On February 19, Harvard Law hosted “Beyond Sanders and Clinton: Visionary Futures for Democratic Economics,” an event that brought three economic visionaries to challenge Harvard students to imagine beyond today’s policy fights and envision how an inclusive economy could function 50 years from now. Their three speeches are below:
https://www.youtube.com/watch?v=A61MWxFjtpQ
Gar Alperovitz was legislative director for Rep. Gaylord Nelson and is now a Professor of Political Economy at the University of Maryland. He is the co-founder of the Democracy Collaborative, which aims to develop practical, policy-focused and systematic paths towards ecologically sustainable, community-oriented change and the democratization of wealth. He has spent recent decades aiming to answer the question: “If you don’t like corporate capitalism and you don’t like state socialism, what do you like?”

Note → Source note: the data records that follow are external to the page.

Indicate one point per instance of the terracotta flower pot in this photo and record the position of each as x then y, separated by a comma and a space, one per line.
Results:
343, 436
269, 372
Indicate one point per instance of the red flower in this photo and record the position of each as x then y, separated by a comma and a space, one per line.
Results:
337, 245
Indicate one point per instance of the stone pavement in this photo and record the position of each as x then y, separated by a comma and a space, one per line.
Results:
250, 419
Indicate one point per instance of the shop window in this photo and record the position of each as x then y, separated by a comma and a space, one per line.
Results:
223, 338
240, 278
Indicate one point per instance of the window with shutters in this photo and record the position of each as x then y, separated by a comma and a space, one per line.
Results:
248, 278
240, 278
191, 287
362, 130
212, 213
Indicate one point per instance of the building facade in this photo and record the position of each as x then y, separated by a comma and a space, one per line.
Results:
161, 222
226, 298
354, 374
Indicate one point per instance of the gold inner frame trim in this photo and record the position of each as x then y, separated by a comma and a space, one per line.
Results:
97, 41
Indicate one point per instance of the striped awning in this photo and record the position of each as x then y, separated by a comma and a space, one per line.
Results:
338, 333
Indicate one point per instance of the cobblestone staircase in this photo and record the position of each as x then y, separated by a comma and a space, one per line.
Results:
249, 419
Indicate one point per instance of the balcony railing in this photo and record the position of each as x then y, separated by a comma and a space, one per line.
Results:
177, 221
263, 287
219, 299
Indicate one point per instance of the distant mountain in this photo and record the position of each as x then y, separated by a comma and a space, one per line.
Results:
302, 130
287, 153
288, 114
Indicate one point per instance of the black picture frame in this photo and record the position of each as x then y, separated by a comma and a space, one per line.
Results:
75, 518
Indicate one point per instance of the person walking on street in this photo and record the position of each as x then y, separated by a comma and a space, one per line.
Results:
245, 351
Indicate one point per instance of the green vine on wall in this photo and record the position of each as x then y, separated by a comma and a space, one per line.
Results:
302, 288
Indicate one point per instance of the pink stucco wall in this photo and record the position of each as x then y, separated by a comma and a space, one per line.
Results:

https://www.youtube.com/watch?v=hjz-8CpQ6Xk
Greg Watson is the former Commissioner of Agriculture of Massachusetts and now the Director of Policy and Systems Design at the Schumacher Center for New Economics. He has been a public voice for sustainable agriculture, renewable energy, new monetary systems, equitable land tenure arrangements, neighborhood planning through democratic processes, government policies that support human-scale development, cooperative structure, and import replacement through citizen financing of new enterprises.
https://www.youtube.com/watch?v=vWWPIvKNC0k
Juliet Schor is a Professor of Sociology at Boston College. She is the co-founder of the Board of the Center for a New American Dream and the author of many influential books, including: The Overworked American: The Unexpected Decline of Leisure; The Overspent American: Why We Want What We Don’t Need; and Plenitude: The New Economics of True Wealth.